Gamma Regression in R - Private-Projects237/Statistics GitHub Wiki

Overview

We will be summarizing information from Getting Started With Gamma Regression. The goal is to have a deep enough understanding of gamma regression to finish the analysis needed for our master's thesis.

Background Review

In stats, we covered in great detail the normal distribution curve. The curve is described by the parameters mean and standard deviation. In R, we can create a normal distribution curve and set its parameters by using the dnorm() and plot() functions.

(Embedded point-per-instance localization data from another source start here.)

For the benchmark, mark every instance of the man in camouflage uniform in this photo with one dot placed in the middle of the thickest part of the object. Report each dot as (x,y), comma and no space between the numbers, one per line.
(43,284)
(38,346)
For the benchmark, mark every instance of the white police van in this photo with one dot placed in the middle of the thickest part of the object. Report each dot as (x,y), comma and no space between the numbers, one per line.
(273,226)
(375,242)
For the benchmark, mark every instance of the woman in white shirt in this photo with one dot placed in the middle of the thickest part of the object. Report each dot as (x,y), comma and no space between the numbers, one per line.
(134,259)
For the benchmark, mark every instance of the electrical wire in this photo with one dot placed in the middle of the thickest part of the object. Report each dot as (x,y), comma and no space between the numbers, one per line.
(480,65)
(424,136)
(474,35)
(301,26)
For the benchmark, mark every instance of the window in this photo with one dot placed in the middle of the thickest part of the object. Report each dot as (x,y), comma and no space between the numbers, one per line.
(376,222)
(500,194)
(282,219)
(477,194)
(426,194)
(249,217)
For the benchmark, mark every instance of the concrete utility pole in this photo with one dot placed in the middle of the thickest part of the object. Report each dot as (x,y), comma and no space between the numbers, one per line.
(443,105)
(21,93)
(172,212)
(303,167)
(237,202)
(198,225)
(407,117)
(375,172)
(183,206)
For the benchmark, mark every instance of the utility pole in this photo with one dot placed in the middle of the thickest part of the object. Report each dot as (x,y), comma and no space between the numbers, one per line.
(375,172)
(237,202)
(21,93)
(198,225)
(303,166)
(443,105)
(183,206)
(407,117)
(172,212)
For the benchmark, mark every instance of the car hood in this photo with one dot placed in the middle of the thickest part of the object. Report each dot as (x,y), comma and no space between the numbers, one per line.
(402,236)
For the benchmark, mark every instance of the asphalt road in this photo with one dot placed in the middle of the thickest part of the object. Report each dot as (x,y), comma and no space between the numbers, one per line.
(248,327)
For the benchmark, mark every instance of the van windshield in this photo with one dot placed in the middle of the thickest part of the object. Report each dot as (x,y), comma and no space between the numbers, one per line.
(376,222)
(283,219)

x <- seq(from = -1, to = 5, by = .15)
plot(dnorm(x, mean = 2, sd = 1.2))

We can think of the normal distribution as representing a population. We can use the function rnorm(), which selects n number of values at random from a population with the desired mean and standard deviation. Since these values are chosen at random, their calculated mean and standard deviation will generally be close to—but not exactly equal to—the mean and standard deviation of the population.

set.seed(99)
y <- rnorm(n = 1000, mean = 2, sd = 1.2)
mean(y)
sd(y)

Introduction into Generalized Linear Models

We can now take this information and move to generalized linear model. These models build upon the concepts of regular linear regression, but now allow the outcome to use other distributions instead of normal. To use generalized linear models, we need to understand the different types of distributions and what links are. A normal distribution is referred to as guassian, while the link portion indicates if we want the data transformed or not. With this in mind, we can also estimate the mean and standard deviation of a sample by fitting an empty model.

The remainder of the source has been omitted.